La Hermandad de Penitencia ha arropado un año más al Cristo del Amparo en su recorrido por las calles desde el barrio de Olivares hasta la Plaza de Fray Diego de Deza, la de los tilos de la primavera, donde se ha procedido al rezo del Vía Crucis mientras el público se agolpaba expectante para ver el paso del Crucificado por el Arco, en una maniobra de precisión de sus cargadores en la noche de las tinieblas.
Los sonidos de las matracas rompían el silencio de la noche como si en verdad se hubiesen roto los cielos y surgiese así un cortejo que evoca otro escenario, otra época. Primero, la cruz parroquial de San Claudio; después, el pendón morado. Después, la cruz guía. Y después, dibujando cruces en el suelo, los hermanos, arropados en el paño pardo de silencios y soledades, la capa de honras de Aliste y portando en sus manos el humilde farol de pajar; humilde como el Cristo humilde cuyos pies besa una calavera.
Y la música del bombardino como un lamento, y el cuarteto de viento, y el público en las aceras de una ciudad a reventar, y los gráficos agolpados junto al arco del Obispo en busca de la mejor foto. Noche de Miércoles Santo en vena, sin anestesia. Noche de tinieblas y cántico.

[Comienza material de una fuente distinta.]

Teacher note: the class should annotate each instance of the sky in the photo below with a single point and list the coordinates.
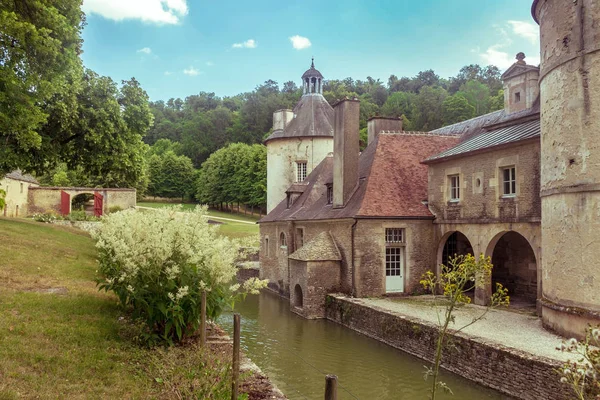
(177, 48)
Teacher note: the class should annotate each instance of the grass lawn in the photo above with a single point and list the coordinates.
(62, 338)
(229, 228)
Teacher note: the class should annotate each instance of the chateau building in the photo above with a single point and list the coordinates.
(520, 185)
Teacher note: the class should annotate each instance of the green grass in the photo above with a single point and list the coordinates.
(75, 343)
(234, 230)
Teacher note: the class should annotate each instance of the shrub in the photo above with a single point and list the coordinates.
(583, 375)
(114, 209)
(160, 262)
(47, 217)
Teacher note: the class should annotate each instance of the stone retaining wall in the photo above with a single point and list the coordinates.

Todo ello confluía en la Plaza de San Claudio, una plaza de pueblo con su crucero de pueblo y sus casas bajas de pueblo, el toque a muerto de las campanas junto al río, cuando comenzó a sonar el miserere alistano; un miserere de pueblo de tonalidad profunda y oscura, como un misterio que brotase de la misma tierra y no de las gargantas de los hombres, porque esta vez era un miserere cantado desde el dolor, con la emoción a flor de piel y la garganta rota por la ausencia de quien canta ya en el aire, sobre todas las cosas.
Ten mi Dios, mi bien, mi amor, misericordia de mí.